One of the most interesting aspects of Ulmer’s book is discusses throughout the first few chapters but explained best in his introduction. This is the idea of the “general accident,” a term which was coined by Paul Virilio. Ulmer explains that a general accident is “an accident that happens everywhere in the world simultaneously, related to the existence of the Internet” (xii). I think that this is a fascinating idea—the idea that an accident can happen everywhere in the world simultaneously because of the interest. I definitely agree that this is possible. Ulmer frequently uses the example of 9/11, but I think that a more recent example would be, say, the death of Steve Jobs. While many would argue that one person’s death is not nearly the same as the tragedy of 9/11, the news of Job’s death certainly spread quickly and similarly to that of 9/11 and this was, most of all, because of the internet. Almost simultaneously, people around the globe were learning of his death—not through news sources, radio, or television, but through social networking cites such as Facebook and Twitter. (I myself learned of Job’s death from Facebook.)

Though Job’s death certainly wasn’t “unremarkable,” the fact is that, without the internet, it probably would have been. Ulmer writes that “the appropriate site for mourning these ‘unremarkable’ disasters is the Internet as a living monument” (xv). These ‘unremarkable’ disasters he is discussing are traffic fatalities, which he discusses in chapter two of his book. He discusses the ways in which traffic related deaths can be memorialized by having a real-time print off of these deaths. What was once unremarkable suddenly becomes much more remarkable.

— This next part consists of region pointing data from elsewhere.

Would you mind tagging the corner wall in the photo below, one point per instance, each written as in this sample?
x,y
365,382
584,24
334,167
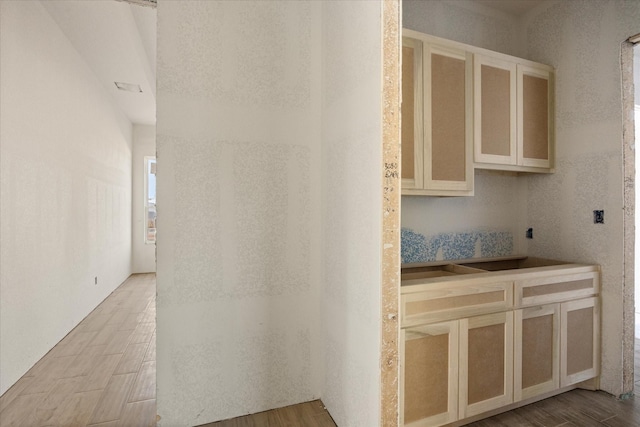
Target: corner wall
x,y
65,189
143,254
239,212
269,208
352,200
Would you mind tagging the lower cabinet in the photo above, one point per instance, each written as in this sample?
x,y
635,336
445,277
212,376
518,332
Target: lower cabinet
x,y
580,341
461,368
486,363
453,370
536,351
429,374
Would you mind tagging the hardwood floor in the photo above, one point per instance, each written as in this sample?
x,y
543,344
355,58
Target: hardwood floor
x,y
309,414
103,374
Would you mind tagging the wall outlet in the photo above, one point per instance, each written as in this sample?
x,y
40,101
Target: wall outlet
x,y
598,217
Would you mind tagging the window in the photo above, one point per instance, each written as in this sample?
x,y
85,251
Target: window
x,y
150,199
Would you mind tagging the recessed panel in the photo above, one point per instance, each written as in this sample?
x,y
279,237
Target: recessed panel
x,y
535,132
537,350
496,111
486,363
407,111
448,130
579,340
426,381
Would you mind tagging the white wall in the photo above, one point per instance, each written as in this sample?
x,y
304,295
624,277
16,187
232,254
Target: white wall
x,y
352,177
143,254
239,223
582,40
269,176
496,213
65,189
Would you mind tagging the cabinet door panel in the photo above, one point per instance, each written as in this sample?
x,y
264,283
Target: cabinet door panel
x,y
495,111
448,136
429,374
486,363
412,115
534,118
580,348
537,346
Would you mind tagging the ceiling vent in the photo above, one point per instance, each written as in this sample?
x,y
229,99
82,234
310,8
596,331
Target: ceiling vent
x,y
148,3
129,87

Technologies such as these create what Ulmer describes as “a single time—real time” that wasn’t possible years ago. This involves, I imagine, the idea of a socially constructed time. Without our label of “time” or the hour or what have you, there is a “real time.” Interestingly enough, while language created this time, it is technology that is attempting to break it down. Now that we realize that disasters in one part of the world can be experienced all over the world at the same time, the idea of a liner time seems much less important. Furthermore, the problems that arise are, in themselves, social constructs. Ulmer writes: “The basic premise of the EmerAgency is that problems, no less than the policies devised to address them, are social constructions” (xix). He then goes on to mention an example that Ian Hacking first noted: that of “women refugees.” Obviously, now that we’ve created such a concept, it’s easy to see that women refugees exist; however, without these words to describe this group of people, the idea doesn’t permeate our psyche.

Ulmer’s next chapters, which I don’t have much space to discuss, begin the dialogue regarding electronic monuments, which I haven’t been able to wrap my head around just yet. Though we were warned that Ulmer would be deep and difficult, the fact that my first blog regarding him was only able to cover a few points of the introduction is telling in an of itself.

Questions:

Have we moved completely from orality to literacy to electracy, or do we continue to show some semblance of them all?

How does the idea of the “general accident” shape our notion of truth? How does it call it in to question?

Ulmer writes that “societies from ancient Egypt to contemporary America have embodied their experience of death, loss, and separation in built constructions” but he is discussing society in general. How do individuals do this?